Former chancellors are sought-after guests at the World Economic Forum at Davos (Gordon Brown is a regular). But the more a top former politician uses their old job to make money, the less the chances of a comeback. If Truss prevails electorally, Sunak is not likely to stick around to watch her enjoy a full mandate — they show no sign of wanting to work together. And would he want to lead a Tory opposition? A former Cabinet minister who worked closely with him thinks not. “For a start, governments tend to run for more than one term so that is unattractive for him. Also, the party will be in a mess and blame everyone who was at the top before — and look to the next generation.”

So Sunak will soon have to make a choice — does his heart beat for the Westminster game, or a life in international business? Part of the answer depends on how he wants to balance his role in one of India’s wealthiest business dynasties with his own interests. He is married to Akshata Murty, daughter of Narayana Murthy, founder of IT company Infosys. That became a bone of contention for Sunak after his wife’s non-dom status was revealed. The news that the couple keep a flat in Santa Monica, as well as owning a home in Kensington, another London flat and a sprawling estate in Yorkshire also made clear that the Sunak-Murthys belong to an Ultra High Net Worth world — with all the privileges that brings, but also the difficulties of disentangling his own journey from a vast dynasty, whose global interests (no least business with Russia — where the company scrambled to shut down operations back in April), can throw up controversies.

Rishi Sunak and his wife Akshata Murty (Ian West/PA) (PA Wire)

One lesson of the failed attempt at the top job for Sunak is that he needs to take perceptions of his wealth more seriously. The Sunaks have two girls, Krishna and Anoushka, to whom he is plainly devoted. They are privately educated, and at a time when leaders ranging from Truss to David Cameron have made a point of sending their children to state schools for a chunk of their education, it’s not an option so far entertained by the couple.

“It’s just outside their comfort zone,” says one schoolgate acquaintance. Nevertheless, Sunak’s predecessor in his Richmond constituency, William Hague, praises him as “down to earth — a non-ideological conservative”. Former party leader Iain Duncan Smith describes meeting Sunak when the controversy over his wife’s non-dom status was raging — and extending sympathy. “He looked so upset for a minute I even thought he might even well up — it was unusual to see that more emotional side of Rishi, but I think the criticism of his family hurt him a lot more than the brickbats of politics or power struggles.”

Rishi Sunak has sought to portray himself as the candidate with a more realistic assessment about the way to approach the economy (Stefan Rousseau/PA) (PA Wire)
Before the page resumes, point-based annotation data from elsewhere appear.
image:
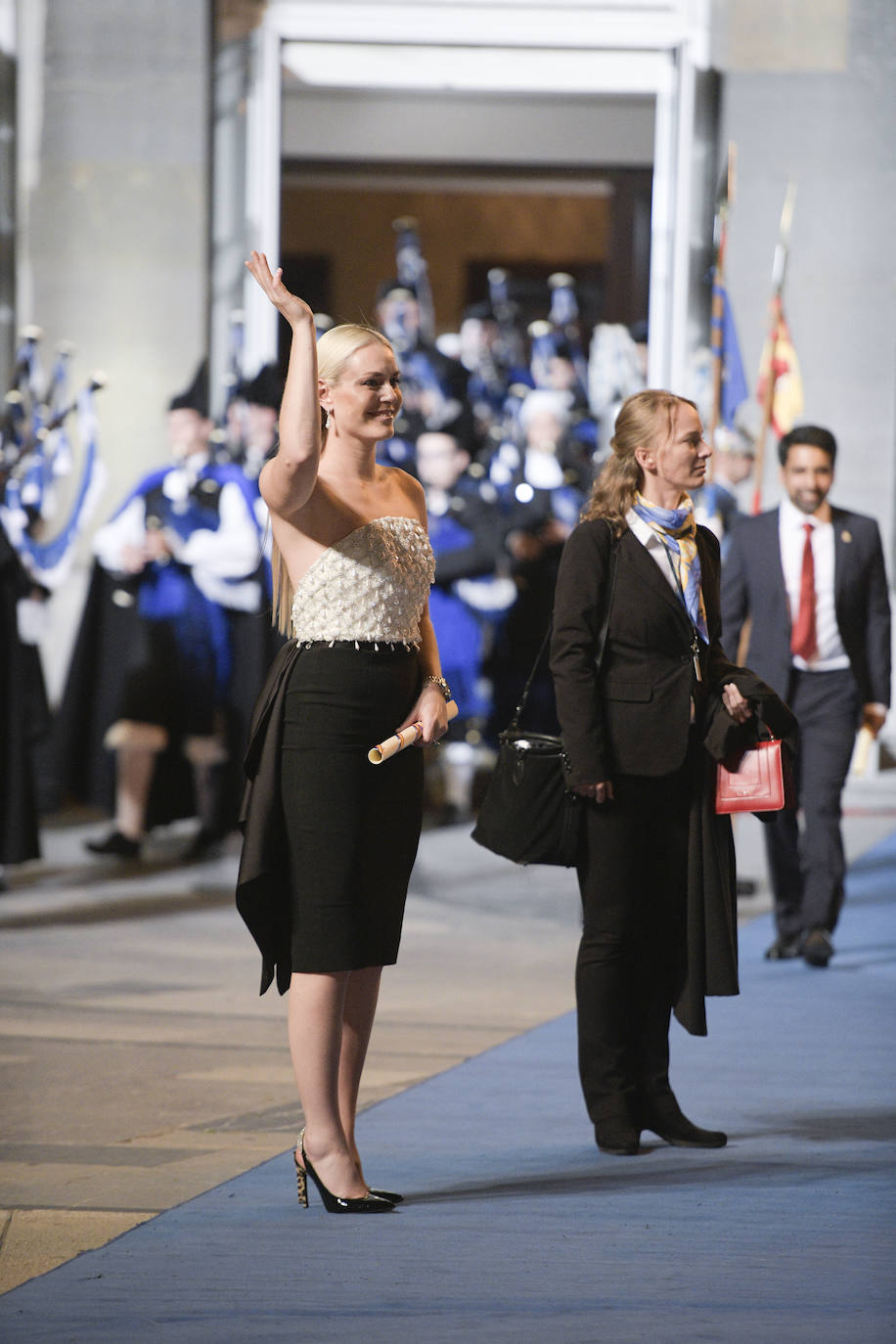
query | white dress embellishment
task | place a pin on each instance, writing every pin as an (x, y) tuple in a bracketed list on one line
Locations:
[(371, 586)]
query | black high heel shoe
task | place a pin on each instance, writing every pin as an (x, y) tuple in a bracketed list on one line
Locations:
[(368, 1203), (389, 1196)]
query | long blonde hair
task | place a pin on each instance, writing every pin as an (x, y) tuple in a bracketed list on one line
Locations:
[(335, 348), (643, 420)]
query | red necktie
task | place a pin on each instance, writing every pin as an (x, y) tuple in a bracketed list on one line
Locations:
[(803, 640)]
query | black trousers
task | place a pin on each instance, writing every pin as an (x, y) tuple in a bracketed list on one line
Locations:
[(808, 865), (630, 963)]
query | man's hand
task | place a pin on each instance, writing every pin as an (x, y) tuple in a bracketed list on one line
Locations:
[(734, 701)]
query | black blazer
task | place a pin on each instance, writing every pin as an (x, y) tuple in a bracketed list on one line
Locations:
[(634, 718), (754, 586)]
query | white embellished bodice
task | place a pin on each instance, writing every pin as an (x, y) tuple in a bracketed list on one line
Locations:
[(370, 586)]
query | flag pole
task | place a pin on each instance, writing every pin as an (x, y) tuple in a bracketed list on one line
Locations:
[(778, 272), (716, 335)]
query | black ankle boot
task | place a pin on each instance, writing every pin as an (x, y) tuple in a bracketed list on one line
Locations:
[(617, 1135), (664, 1116)]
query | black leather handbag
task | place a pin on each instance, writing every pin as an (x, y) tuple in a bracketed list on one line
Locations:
[(527, 813)]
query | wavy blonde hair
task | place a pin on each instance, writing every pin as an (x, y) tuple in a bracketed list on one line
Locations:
[(335, 348), (644, 419)]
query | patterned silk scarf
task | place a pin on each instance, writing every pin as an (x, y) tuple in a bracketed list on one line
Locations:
[(677, 531)]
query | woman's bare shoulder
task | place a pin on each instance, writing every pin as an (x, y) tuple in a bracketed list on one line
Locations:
[(405, 485)]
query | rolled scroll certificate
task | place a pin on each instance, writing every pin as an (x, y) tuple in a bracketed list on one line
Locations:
[(406, 739)]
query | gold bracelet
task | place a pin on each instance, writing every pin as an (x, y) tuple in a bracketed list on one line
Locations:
[(439, 682)]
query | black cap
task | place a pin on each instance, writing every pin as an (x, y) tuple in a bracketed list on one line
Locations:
[(197, 395), (389, 287)]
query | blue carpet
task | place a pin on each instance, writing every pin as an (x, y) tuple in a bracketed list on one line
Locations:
[(517, 1229)]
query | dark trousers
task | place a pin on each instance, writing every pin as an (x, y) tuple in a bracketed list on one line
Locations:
[(808, 865), (633, 883)]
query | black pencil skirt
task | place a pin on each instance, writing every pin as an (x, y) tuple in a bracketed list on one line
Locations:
[(352, 827)]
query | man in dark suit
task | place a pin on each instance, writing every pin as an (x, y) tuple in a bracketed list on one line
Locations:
[(812, 581)]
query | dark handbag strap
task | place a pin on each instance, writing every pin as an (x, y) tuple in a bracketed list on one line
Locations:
[(602, 637)]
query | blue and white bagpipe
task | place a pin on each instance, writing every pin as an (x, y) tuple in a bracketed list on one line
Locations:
[(38, 455), (166, 592)]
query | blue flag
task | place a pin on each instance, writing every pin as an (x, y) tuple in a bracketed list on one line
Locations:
[(734, 384)]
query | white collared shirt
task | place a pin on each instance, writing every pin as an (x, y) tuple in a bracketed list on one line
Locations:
[(654, 547), (831, 654)]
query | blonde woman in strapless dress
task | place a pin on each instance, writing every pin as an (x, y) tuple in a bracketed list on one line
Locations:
[(352, 568)]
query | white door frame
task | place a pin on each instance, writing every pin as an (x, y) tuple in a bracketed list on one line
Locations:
[(622, 46)]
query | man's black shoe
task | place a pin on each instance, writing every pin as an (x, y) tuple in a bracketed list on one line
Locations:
[(817, 949), (784, 949), (115, 845), (617, 1136)]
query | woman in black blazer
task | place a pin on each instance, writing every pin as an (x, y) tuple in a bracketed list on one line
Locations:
[(657, 866)]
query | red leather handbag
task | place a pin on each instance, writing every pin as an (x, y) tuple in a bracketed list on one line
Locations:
[(756, 780)]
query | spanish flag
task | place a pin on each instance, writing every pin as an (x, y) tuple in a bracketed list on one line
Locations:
[(778, 352)]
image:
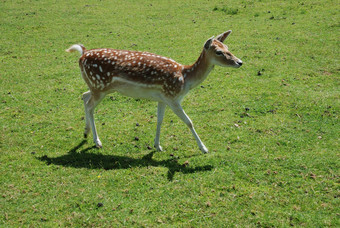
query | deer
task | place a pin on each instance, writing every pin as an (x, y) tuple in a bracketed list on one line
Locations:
[(145, 75)]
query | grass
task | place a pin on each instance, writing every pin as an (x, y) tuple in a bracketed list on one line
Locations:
[(272, 126)]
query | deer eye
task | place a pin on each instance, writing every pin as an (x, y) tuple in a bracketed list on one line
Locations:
[(219, 53)]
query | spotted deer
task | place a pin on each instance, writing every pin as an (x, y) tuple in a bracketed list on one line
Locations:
[(150, 76)]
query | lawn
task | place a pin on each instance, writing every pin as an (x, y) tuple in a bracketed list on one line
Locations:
[(271, 126)]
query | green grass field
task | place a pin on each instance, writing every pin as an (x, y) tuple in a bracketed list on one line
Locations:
[(271, 126)]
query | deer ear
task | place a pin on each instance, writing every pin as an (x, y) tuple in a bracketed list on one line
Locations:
[(223, 36), (208, 43)]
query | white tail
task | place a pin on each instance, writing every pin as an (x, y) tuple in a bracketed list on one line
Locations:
[(149, 76)]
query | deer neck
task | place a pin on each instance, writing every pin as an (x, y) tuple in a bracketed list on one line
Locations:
[(196, 73)]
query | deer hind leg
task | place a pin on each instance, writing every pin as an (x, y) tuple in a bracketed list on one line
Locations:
[(160, 114), (90, 103), (178, 110)]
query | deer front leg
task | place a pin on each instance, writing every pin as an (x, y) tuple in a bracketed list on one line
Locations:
[(90, 102), (86, 98), (178, 110), (160, 115)]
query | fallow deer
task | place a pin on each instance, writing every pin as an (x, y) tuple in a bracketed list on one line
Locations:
[(150, 76)]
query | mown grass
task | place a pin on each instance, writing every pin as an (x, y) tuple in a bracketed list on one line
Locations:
[(271, 126)]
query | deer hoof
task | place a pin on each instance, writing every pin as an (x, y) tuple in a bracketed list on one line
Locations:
[(158, 148), (99, 144), (204, 150)]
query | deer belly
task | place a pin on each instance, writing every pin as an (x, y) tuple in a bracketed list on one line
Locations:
[(137, 89)]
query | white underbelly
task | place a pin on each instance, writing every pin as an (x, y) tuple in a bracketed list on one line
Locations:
[(136, 89)]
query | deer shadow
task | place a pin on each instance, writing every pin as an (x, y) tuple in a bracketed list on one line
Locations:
[(84, 158)]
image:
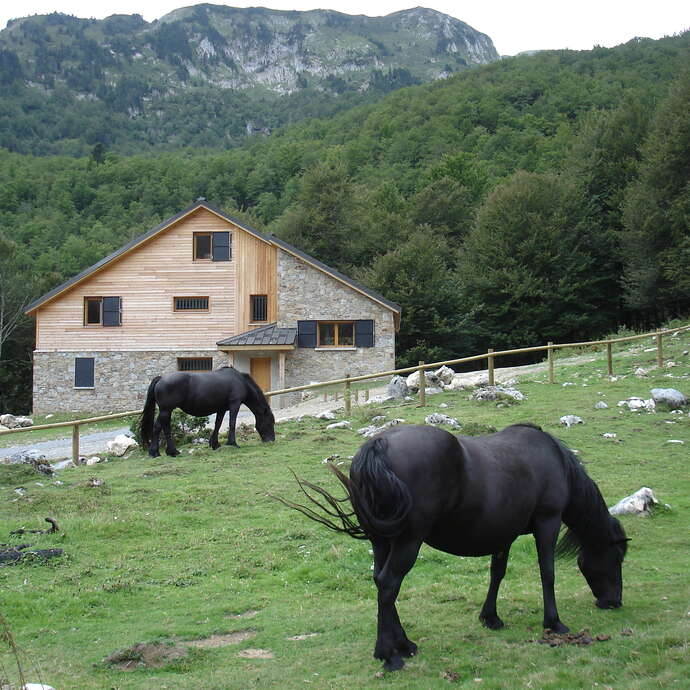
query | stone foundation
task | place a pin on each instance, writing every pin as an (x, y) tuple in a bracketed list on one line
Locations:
[(121, 379)]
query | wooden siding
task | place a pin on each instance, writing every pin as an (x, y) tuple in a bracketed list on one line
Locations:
[(256, 275), (149, 277)]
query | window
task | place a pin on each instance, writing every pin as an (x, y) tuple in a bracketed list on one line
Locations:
[(336, 334), (212, 246), (194, 363), (191, 303), (102, 311), (83, 372), (259, 307)]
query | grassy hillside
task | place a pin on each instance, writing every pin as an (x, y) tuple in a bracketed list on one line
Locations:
[(191, 549)]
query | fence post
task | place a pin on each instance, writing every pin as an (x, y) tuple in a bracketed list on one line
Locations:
[(609, 358), (75, 444), (422, 385), (347, 395)]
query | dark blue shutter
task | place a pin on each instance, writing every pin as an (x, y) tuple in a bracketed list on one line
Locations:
[(83, 372), (111, 311), (306, 334), (220, 246), (364, 333)]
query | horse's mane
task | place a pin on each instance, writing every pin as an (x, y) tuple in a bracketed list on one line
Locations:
[(586, 515)]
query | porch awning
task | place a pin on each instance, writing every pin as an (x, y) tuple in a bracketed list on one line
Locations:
[(269, 337)]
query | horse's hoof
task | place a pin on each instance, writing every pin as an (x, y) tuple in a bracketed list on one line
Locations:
[(558, 628), (395, 663), (492, 622), (407, 648)]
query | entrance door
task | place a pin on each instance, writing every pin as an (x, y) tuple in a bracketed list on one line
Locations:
[(260, 371)]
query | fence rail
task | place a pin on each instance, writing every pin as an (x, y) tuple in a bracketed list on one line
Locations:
[(348, 380)]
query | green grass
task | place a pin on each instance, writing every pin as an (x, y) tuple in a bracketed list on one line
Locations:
[(175, 549), (28, 438)]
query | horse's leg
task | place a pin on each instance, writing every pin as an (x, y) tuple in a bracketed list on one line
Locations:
[(405, 646), (164, 419), (391, 643), (488, 615), (213, 441), (154, 446), (545, 534), (233, 409)]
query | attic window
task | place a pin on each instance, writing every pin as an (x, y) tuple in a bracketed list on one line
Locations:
[(259, 308), (102, 311), (212, 246)]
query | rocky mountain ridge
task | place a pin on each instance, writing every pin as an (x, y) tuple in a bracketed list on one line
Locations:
[(126, 60)]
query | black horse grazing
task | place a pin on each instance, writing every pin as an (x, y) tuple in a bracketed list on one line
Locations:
[(201, 394), (471, 496)]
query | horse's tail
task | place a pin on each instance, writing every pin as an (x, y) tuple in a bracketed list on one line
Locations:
[(146, 421), (380, 500)]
One option which will beckon for the former chancellor is a return to the City. The senior partner who hired him (twice) was Patrick Degorce – a tough, French former naval officer at a hedegefund called The Children’s Investment Fund Management (TCIF). From 2009 until he was selected as a Tory candidate in 2014, Sunak worked alongside Degorce, following him when Degorce founded another company, Theleme Partners. Sunak, says a fellow young “hedgie” at the time was a persuasive salesman to investors.

Degorce was subsequently embroiled in a legal case with the Inland Revenue, which resulted in him paying a multi-million settlement over alleged tax avoidance. That might be one old partnership a politically-savvy Sunak will be minded to avoid. For now he is expected to stay in the Commons until the next election. “If we’ve lost Rishi, we’ve lost the future of the party,” David Cameron once said of his protégé. But political Valhalla is full of the “great PMs we never had” awards. Sunak may be set to join their ranks.